We therefore ask Congress to take the following actions.
(1) Enact federal legislation in 2006, saying that a full two-thirds of anti-malaria monies MUST – not merely "should" – be used to purchase and deploy cost-effective insecticides (DDT) and ACT drugs.
(2) Require that all agencies receiving US funds for malaria control have realistic programs for achieving their goals – and spend substantial sums on DDT and other insecticides, and on ACT and other modern drugs that are consistently effective against malaria parasites.
(3) Ensure that the World Health Organization does not move forward with plans to require that any country using DDT must: (a) set up an expensive new bureaucracy to regulate the purchase, import and use of DDT, and (b) conduct detailed environmental studies, based on the incorrect assumption that limited disease control uses are the same as massive agricultural uses.

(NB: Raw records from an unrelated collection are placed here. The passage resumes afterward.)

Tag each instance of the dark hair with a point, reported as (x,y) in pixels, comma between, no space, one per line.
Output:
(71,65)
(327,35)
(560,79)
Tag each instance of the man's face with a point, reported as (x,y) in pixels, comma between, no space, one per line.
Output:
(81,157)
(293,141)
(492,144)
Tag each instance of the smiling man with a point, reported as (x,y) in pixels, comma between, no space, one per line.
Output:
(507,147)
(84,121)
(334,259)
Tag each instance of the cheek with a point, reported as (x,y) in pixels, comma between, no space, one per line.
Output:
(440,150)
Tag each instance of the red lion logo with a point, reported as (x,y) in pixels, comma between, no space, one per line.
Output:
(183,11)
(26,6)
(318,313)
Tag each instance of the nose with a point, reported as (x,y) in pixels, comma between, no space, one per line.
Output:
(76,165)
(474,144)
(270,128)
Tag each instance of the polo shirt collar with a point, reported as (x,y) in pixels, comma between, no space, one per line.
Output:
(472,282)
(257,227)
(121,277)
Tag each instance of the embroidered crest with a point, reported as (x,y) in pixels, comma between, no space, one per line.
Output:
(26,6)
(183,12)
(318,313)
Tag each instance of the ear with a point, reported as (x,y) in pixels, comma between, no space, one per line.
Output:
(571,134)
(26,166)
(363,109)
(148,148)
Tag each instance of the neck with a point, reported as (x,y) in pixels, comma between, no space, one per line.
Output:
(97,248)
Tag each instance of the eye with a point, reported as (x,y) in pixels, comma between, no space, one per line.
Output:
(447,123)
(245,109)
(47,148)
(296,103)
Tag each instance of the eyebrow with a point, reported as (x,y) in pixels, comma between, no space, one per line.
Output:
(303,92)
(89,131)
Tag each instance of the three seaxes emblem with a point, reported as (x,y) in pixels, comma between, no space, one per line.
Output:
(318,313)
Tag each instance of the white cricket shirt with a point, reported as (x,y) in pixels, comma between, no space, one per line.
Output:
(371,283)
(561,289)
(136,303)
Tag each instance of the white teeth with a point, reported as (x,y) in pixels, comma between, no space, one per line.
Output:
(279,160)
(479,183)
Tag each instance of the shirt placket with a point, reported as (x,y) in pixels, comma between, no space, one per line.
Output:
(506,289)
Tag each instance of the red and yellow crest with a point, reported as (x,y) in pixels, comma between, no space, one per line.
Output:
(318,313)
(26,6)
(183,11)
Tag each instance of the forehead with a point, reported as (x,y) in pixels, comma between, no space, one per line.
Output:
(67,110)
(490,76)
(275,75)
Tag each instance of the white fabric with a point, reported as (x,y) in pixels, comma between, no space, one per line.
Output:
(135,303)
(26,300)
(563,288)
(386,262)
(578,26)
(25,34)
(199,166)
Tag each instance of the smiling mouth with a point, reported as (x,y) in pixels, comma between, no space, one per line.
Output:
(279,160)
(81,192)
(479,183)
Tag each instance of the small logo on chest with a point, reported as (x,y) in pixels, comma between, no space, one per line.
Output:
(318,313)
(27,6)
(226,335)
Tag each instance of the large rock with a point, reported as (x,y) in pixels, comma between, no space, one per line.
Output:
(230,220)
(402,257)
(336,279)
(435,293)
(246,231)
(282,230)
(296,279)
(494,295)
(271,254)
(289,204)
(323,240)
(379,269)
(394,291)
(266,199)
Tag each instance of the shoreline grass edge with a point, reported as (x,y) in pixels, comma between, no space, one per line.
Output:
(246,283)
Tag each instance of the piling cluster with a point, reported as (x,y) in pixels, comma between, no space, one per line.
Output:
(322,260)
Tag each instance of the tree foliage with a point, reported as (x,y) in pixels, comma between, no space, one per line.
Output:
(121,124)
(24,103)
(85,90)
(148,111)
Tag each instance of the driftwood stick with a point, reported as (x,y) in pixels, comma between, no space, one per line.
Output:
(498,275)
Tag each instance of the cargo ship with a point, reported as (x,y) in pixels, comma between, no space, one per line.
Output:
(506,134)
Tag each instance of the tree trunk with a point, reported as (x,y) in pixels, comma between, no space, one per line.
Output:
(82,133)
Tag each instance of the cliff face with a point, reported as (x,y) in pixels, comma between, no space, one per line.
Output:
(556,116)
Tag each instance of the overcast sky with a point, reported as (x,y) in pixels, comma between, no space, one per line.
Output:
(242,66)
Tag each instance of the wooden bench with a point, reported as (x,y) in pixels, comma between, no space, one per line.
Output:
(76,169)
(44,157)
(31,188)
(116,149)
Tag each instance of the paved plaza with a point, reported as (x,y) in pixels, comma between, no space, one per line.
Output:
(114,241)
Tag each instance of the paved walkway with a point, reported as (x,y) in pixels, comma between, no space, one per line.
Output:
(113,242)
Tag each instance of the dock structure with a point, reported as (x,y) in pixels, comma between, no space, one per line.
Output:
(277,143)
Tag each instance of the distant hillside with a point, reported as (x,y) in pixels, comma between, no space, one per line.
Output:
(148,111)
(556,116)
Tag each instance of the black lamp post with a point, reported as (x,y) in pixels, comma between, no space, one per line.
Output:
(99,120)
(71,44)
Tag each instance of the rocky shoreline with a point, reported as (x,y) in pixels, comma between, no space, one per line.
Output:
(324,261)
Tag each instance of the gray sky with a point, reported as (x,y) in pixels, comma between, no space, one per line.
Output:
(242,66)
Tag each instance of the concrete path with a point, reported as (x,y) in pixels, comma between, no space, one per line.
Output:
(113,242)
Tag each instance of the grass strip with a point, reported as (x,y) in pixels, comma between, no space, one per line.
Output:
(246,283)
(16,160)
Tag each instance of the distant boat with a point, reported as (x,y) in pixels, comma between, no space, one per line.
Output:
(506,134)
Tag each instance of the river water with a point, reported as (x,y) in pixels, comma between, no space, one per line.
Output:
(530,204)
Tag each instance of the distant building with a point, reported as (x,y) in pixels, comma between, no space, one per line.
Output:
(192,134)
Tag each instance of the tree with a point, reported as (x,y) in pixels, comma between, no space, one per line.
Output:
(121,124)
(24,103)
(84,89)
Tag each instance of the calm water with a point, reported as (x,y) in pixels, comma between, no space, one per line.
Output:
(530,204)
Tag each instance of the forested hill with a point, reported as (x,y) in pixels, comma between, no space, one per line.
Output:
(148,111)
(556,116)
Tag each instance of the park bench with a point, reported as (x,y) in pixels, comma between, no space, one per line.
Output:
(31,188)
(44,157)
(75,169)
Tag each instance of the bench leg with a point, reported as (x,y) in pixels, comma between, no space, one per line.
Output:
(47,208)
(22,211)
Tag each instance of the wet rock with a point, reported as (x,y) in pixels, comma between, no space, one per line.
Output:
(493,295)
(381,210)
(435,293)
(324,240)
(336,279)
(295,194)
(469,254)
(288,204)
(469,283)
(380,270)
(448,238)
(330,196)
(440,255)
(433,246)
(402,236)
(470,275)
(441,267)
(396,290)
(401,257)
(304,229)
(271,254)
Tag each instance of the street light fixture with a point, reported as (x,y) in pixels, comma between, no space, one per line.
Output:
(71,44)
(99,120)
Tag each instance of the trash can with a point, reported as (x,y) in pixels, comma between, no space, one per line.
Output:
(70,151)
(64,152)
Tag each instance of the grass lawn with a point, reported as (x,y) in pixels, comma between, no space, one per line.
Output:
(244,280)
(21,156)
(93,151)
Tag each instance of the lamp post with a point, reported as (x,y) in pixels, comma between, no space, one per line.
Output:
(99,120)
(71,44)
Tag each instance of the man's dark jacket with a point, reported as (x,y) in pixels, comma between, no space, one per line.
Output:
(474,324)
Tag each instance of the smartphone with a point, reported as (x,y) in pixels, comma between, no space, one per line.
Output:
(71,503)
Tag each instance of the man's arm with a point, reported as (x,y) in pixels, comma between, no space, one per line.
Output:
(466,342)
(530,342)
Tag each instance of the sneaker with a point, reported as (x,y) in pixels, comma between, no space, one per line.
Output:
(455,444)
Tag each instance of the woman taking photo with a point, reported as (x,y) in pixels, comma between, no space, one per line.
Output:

(4) Ensure that all agencies receiving US funds are transparent, open to scrutiny, honest in reporting their accomplishments, and held accountable for their success or failure in reducing disease and death tolls.
(5) Support or require independent, scientific studies comparing how well bed nets actually work – compared to DDT, other insecticides and ACT drugs – in controlling malaria.
(6) Define success clearly and unequivocally. Insist on clear, scientifically sound baseline figures for malaria rates – and equally sound data on reductions in disease and death rates. Information on dollars spent, conferences held or nets distributed is misleading, useless and unacceptable.
(7) Ensure relentlessly tough Congressional and independent oversight of the implementation and success rates of malaria control programs by the USAID, WHO, World Bank, Roll Back Malaria and other agencies that receive US funding.
(8) Serve notice to the EU and aid agencies that we will no longer tolerate threats against countries wishing to use DDT, in accord with the Stockholm Convention, to control malaria and save lives.
CONCLUSION
The positive momentum that Congress and the U.S. Agency for International Development have generated has created a window of opportunity. We have it in our power to change disease control policies and practices, prevent diseases, save millions of lives, and bring greater health and prosperity to families, communities and nations in Africa, Asia and Latin America.
If we take firm action – rooted in moral, medical, scientific and human rights principles – to support the initiatives set forth in this statement and the Kill Malarial Mosquitoes NOW! Declaration, we can undo and reverse the effects of well-intended but woefully misguided policies, rules and restrictions that for too long have perpetuated malaria’s reign of terror.
Thank you for giving me this opportunity to present the Congress of Racial Equality’s position statement. If we join together in this vital bipartisan, humanitarian effort, millions will be alive in the coming years to thank us.